Mark Handforth twists mundane markers of modern life—light fixtures, roadway signs, motorcycles—into an evocative series of symbols and ciphers. Working in the fertile conceptual space between Minimalism and Surrealism, Handforth manipulates form, material, context, and especially size. Thus transformed, his chosen cultural signifiers take on a new and alien life. In his new exhibition, Handforth works from abstracted templates of simple shapes. The titular diamond, fashioned from steel pipe, is secured to floor and ceiling, framing the gallery space like a roughhewn portal or doorway. Similarly, Handforth explores variations on wire coat hangers, telephone handsets, and five-pointed stars, all recurring motifs in the artist’s own unique sculptural language. These symbols of domesticity, reappropriated and stripped of utility, exist as a series of oblique totems that read playful, provocative, and even menacing by turns.
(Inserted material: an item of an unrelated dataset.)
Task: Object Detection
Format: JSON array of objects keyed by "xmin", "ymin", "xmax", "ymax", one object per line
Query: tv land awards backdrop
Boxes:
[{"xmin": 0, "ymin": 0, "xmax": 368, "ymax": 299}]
Within Rough Dark Diamond, these works function pointedly to draw together the connection between the external and internal exhibition spaces. A light piece, consisting of translucent blue light bulbs, spreads large across the main internal gallery wall. Visible from the outside, these lights combine to form a floating blue telephone, which seems to break apart into a cosmic array. In relation to Handforth’s other heavy bronze phone sculptures, this light piece becomes a ghost in the form of a tantric light drawing; a constellation of the everyday. At this point the graphic form (the icon; the sign) breaks apart to join again with everything else in the world.

In the courtyard outside, a sculptural interpretation of a white wire hanger twists up to the sky. The work is named for Alan Watts, the British philosopher whose work incorporated Eastern mysticism with the study of psychotherapy. Himself a wonderfully inconsistent philosopher, Watts found himself in many ways inescapably empathetic to the connectivity and the bond between all things. A freeze frame precariously suspended in subjective time, this hanger, and further Handforth’s star, diamond, telephone and golden ring, live in this state of jaunty tension.

Mark Handforth has participated in exhibitions at such institutions as the Hammer Museum in Los Angeles, Hirshhorn Museum and Sculpture Garden in Washington D.C., the Palais de Tokyo in Paris, and the Museum of Contemporary Art in Chicago. His work can be found in the permanent collections of the Museum of Contemporary Art in Los Angeles, the Dallas Museum of Art, and the Whitney Museum of American Art, among others. Handforth, who was born in Hong Kong in 1969, lives and works in Miami.